"Verkaufen Sie sich bloß nicht"

11.11.2003 von Ingrid  Weidner
MÜNCHEN (COMPUTERWOCHE) - Jeder, der es schon einmal versucht hat, weiß: Bewerben ist Schwerstarbeit. Ratgeber, die weiterhelfen sollen, füllen inzwischen einige Meter Regalbretter. Gerhard Winkler hat mit "Anders bewerben" einen Titel zur langen Liste hinzugefügt, der sich von den Konkurrenten abhebt.

COMPUTERWOCHE: Bewerbungsratgeber gibt es wie Sand am Meer. Trotzdem beschweren sich Personalchefs über die Qualität der eingereichten Mappen. Weshalb fällt es den Jobsuchenden so schwer, ansprechende Unterlagen zu erstellen?

WINKLER: Viele Bewerbungen sind weder funktional noch zielgerichtet. Jobsuchende stopfen zu viele Unterlagen in ihre Mappe, wählen kaum aus und müllen die Ansprechpartner mit Infos zu.

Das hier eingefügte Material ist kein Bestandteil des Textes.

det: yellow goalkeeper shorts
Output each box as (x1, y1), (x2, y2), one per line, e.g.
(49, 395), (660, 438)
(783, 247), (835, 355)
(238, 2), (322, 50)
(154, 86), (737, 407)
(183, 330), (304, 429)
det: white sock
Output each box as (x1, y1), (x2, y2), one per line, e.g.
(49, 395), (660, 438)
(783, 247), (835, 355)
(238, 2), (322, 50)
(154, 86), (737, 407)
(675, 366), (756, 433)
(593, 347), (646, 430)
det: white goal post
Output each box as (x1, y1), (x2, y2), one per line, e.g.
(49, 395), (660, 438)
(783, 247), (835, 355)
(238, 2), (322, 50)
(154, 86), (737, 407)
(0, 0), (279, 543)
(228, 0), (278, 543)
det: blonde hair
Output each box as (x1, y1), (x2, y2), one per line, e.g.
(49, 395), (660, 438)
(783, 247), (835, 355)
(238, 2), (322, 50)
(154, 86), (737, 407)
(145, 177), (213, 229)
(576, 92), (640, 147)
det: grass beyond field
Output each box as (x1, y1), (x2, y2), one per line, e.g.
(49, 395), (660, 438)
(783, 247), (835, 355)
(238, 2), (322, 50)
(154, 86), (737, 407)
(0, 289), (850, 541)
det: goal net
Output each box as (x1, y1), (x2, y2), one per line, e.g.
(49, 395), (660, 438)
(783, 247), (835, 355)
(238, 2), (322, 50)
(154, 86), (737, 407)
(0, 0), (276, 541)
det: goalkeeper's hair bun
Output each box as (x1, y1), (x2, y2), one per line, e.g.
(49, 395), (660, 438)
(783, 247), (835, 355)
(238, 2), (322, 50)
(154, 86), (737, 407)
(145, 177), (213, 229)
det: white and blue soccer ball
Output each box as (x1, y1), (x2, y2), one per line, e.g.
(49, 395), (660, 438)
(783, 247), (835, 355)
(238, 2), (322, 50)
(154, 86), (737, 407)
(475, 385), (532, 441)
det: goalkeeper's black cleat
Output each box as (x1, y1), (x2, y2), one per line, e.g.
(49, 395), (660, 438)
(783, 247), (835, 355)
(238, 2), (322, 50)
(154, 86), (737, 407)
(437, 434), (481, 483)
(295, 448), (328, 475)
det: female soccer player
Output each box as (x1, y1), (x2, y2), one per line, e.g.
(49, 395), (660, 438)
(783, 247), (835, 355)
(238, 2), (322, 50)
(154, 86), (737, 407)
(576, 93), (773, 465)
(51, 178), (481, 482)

Sie sollten sich stattdessen auf das Wesentliche konzentrieren, nämlich: sich klar präsentieren, sich selbst positionieren und dem Gegenüber vermitteln, dass sie die richtige Person für den Job sind.

COMPUTERWOCHE: Das hört sich plausibel an. Nur: Wie können Bewerber ihre Forderungen in ansprechende Worte übersetzen?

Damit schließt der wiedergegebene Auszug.